Yahoo News 21 Oct 09;
WASHINGTON (AFP) – Six developing countries will join five western nations, including the United States and Britain, to combat climate change by better managing forestry resources, the World Bank said Tuesday.
The Forest Investment Program (FIP) will meet for the first time on October 29 in Washington to kickstart the program and discuss the criteria for selecting countries or regions of the world that could benefit most from the effort.
Brazil, the Democratic Republic of Congo, India, Morocco, Nepal, and Romania will join donor nations Australia, Denmark, Norway, Britain and the United States, who have jointly pledged some 350 million dollars to fund the project.
The FIP is among the first of a new generation of partnerships between developing and developed countries working to combat the threat of climate change through forest management, the World Bank said.

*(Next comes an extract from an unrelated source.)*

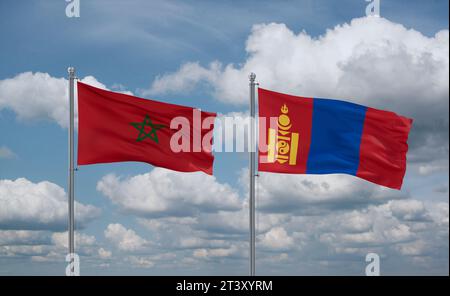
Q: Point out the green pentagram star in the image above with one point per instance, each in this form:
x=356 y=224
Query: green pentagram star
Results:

"This new program will provide much-needed upfront investment to developing countries and forest-dependent communities to help them prepare for and benefit from financial flows for the sustainable management of forests," said Eduardo Saboia, who represented Brazil in earlier meetings aimed at designing the FIP.
Global deforestation, which is advancing at a rate of five percent per decade, is responsible for 20 percent of all the annual carbon dioxide emissions.
The 20 percent figure is roughly equivalent to the total annual emissions of either the United States or China, and surpasses the total yearly emissions from every car, truck, plane, ship and train on Earth, according to estimates provided by the United Nations.
Brazilian President Luiz Inacio Lula da Silva vowed on October 13 to engage with other leaders at the upcoming major climate summit in Copenhagen in the hope of reducing deforestation of the Amazon by 80 percent by 2020.
The Amazon, the planet's largest rainforest, loses 12,000 square kilometers (4,600 square miles) each year to deforestation.
Douglas Alexander, British Secretary of State for International Development, said Tuesday in a statement released by the World Bank that deforestation "is a global tragedy, destroying the homes and livelihoods of some of the world's poorest people.
"Rampant, large scale deforestation also produces more carbon emissions than all the world's planes, ships and cars combined," he noted, urging "decisive action" to counter the crisis.